The study highlights the importance of individualized mechanical ventilation strategies to minimize right ventricular strain in ARDS patients. High airway pressures and excessive PEEP can increase pulmonary vascular resistance and right ventricular afterload, leading to ACP. Early identification of ACP using echocardiography allows for timely adjustments in ventilation settings, potentially improving patient outcomes.
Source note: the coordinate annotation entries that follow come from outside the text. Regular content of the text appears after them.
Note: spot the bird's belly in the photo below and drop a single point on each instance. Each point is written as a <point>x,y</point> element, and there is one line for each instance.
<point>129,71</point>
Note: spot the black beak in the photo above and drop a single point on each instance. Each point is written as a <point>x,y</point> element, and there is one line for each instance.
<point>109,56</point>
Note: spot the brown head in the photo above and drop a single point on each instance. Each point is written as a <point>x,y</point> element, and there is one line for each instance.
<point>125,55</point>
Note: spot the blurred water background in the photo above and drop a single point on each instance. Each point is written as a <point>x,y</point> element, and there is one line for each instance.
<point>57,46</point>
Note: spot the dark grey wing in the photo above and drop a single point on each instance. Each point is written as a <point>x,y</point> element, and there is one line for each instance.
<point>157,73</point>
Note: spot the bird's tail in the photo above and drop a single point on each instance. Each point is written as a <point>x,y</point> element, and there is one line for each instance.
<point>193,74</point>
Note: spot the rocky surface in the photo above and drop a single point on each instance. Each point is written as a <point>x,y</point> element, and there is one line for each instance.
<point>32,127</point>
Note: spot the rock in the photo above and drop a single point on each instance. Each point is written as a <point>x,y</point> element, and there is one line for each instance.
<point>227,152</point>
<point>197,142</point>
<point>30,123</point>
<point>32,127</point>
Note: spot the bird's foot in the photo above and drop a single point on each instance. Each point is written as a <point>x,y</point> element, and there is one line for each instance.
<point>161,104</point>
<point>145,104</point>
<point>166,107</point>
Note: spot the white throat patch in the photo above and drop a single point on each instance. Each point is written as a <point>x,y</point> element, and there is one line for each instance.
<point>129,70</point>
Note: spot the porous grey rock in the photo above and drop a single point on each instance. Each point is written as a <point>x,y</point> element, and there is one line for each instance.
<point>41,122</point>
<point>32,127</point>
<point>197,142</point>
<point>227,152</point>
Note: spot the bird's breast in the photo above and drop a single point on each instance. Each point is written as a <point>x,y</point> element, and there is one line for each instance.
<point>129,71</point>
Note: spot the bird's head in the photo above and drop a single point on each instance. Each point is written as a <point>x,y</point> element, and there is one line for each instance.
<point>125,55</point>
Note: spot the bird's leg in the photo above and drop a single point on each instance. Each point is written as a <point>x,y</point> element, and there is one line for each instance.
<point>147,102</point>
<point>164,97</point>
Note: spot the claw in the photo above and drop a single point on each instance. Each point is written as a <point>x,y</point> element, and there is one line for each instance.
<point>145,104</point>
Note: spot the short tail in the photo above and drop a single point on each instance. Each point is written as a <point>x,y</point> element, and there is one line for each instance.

The findings of this study are expected to provide valuable epidemiological data on ACP in ARDS patients in China. The TRIP protocol may serve as a potential tool for rapid ACP stratification and differential diagnosis, enabling clinicians to tailor therapeutic interventions based on the severity of right heart dysfunction.
Conclusion
This multicenter, cross-sectional study aims to investigate the morbidity and mortality rates of ACP in ARDS patients in Chinese ICUs and to assess the severity and prognosis of ACP using the TRIP protocol. The study is expected to provide detailed epidemiological information on ACP, including clinical factors associated with its development. The TRIP protocol offers a novel approach to evaluating ACP severity, which may help improve the management of ARDS patients in the future. By identifying factors associated with poor outcomes, this study aims to guide the development of personalized therapeutic strategies to reduce the burden of ACP in ARDS patients.